Casual consideration of the purpose of Sections 6 and 16 completely refutes this contention. In so far as the purpose of Section 6 affects the question at hand, it is sufficient to say that the reason for that amendment was to require an approving vote of a majority of the freeholders before any county, district, or municipality could issue bonds. The amendment in hand only affects bonds issued for road and bridge district purposes and refunds thereof and as to them, it merely goes to the authority from which they emanate. They must now be issued by the State Board of Administration instead of the County Commissioners. The authority to issue other classes of bonds contemplated by Section 6 is in no wise affected by Section 16. The powers, duties, and compensation of county commissioners are fixed by statute and the Legislature may change them at any time. State ex rel. Buford v. Fearnside,
The Legislature of 1941 which submitted Section 16, Article IX to the people for ratification also enacted Chapters 20300, 20301, 20302, 20303, 20648, and 20946, all of which are amendments to Chapter 14486, Acts of 1929, and Chapter 15659, Acts of 1931, creating the State Board of Administration *50 and defining its powers. These acts were passed in anticipation of the adoption of Section 16, Article IX, and clothed the State Board of Administration with power to handle funds in their hands for the benefit of the counties. The purpose of these acts supports and squares with the conclusion we reach here. Any other conclusion would create no end of confusion and make of Section 16, Article IX, a useless gesture.
It follows that the power of the State Board of Administration to issue refunding bonds and retire outstanding bonds after January 1, 1943, is exclusive, that its refunding bonds when issued are secured by the same pledge as the original bonds in addition to the gasoline tax and do not require an approving vote of the freeholders and that withholding from the State Board of Administration the power to impose ad valorem taxes does not negative the idea that it may issue refunding bonds secured by such taxes.

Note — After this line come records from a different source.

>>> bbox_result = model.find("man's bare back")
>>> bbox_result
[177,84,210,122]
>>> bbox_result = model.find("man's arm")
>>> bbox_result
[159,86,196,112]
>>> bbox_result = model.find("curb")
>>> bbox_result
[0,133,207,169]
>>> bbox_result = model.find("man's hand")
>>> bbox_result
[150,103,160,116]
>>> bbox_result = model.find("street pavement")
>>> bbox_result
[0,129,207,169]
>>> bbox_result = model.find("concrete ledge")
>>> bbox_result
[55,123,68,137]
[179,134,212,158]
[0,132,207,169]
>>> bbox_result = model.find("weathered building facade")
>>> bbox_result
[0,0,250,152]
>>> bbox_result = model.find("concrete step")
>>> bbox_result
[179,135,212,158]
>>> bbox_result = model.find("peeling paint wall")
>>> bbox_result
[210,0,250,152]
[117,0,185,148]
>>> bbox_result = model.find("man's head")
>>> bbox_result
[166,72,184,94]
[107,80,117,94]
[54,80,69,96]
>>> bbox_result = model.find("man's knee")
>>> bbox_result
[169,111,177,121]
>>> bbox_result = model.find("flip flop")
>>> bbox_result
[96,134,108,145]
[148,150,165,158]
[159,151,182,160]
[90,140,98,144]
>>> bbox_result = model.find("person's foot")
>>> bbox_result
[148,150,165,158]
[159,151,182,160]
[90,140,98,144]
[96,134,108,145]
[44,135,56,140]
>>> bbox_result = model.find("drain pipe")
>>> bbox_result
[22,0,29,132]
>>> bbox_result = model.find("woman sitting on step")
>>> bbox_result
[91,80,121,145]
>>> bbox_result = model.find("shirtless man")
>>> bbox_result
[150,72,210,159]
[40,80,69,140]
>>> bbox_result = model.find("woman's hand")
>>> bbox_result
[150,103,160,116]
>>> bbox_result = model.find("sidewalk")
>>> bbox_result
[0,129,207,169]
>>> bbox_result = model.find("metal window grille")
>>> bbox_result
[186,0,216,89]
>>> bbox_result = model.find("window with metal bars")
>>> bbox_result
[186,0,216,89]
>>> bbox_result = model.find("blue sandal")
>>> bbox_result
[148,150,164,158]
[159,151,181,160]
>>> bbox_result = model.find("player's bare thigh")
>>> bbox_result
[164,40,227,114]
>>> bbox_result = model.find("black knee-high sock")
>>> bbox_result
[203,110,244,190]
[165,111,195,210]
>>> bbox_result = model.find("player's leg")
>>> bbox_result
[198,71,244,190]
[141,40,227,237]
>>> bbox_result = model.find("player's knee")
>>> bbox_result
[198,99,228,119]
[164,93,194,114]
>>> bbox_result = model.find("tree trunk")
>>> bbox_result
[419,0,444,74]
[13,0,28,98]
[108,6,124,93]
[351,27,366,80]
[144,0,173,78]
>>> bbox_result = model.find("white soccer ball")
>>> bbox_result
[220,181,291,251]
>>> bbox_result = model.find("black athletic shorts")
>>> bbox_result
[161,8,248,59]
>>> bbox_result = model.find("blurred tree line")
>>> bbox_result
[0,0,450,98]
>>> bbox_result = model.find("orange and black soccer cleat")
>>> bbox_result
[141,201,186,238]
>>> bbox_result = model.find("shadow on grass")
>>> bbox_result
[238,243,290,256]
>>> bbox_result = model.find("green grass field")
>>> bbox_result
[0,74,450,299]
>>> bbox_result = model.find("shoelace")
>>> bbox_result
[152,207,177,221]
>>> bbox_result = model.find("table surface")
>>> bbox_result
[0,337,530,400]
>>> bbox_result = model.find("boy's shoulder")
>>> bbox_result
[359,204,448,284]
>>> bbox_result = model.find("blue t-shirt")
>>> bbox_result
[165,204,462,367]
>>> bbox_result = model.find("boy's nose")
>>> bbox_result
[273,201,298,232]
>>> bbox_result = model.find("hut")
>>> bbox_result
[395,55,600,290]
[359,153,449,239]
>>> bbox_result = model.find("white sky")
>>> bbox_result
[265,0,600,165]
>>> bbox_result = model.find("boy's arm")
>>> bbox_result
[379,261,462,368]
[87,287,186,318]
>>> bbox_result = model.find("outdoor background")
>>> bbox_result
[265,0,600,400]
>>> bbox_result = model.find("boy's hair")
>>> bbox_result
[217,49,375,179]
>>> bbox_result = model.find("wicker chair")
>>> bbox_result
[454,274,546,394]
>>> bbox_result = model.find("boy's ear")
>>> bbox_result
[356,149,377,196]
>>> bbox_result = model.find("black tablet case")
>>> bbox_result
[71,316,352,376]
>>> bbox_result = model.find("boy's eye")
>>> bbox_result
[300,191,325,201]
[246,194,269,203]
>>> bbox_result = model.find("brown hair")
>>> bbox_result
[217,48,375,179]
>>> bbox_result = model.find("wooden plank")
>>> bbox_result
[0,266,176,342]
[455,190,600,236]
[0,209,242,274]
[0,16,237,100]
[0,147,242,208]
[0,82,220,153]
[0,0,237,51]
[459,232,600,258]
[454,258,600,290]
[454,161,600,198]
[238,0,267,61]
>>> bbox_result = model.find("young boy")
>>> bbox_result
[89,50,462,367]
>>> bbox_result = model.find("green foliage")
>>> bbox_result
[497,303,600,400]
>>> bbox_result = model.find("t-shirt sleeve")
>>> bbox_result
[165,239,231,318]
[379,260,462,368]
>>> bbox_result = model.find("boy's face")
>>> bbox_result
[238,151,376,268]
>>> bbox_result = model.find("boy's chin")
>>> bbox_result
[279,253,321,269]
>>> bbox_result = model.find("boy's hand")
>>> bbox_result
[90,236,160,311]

The final decree appealed from is therefore reversed without prejudice to any application on the part of the Board of Administration for substitution as party plaintiff in the suit now pending in Polk County, and that therefore the cause proceed in accordance with law and the views here expressed.
Reversed with directions.
BUFORD, C. J., CHAPMAN, THOMAS, ADAMS and SEBRING, JJ., concur.
BROWN, J., concurs in the conclusion reached.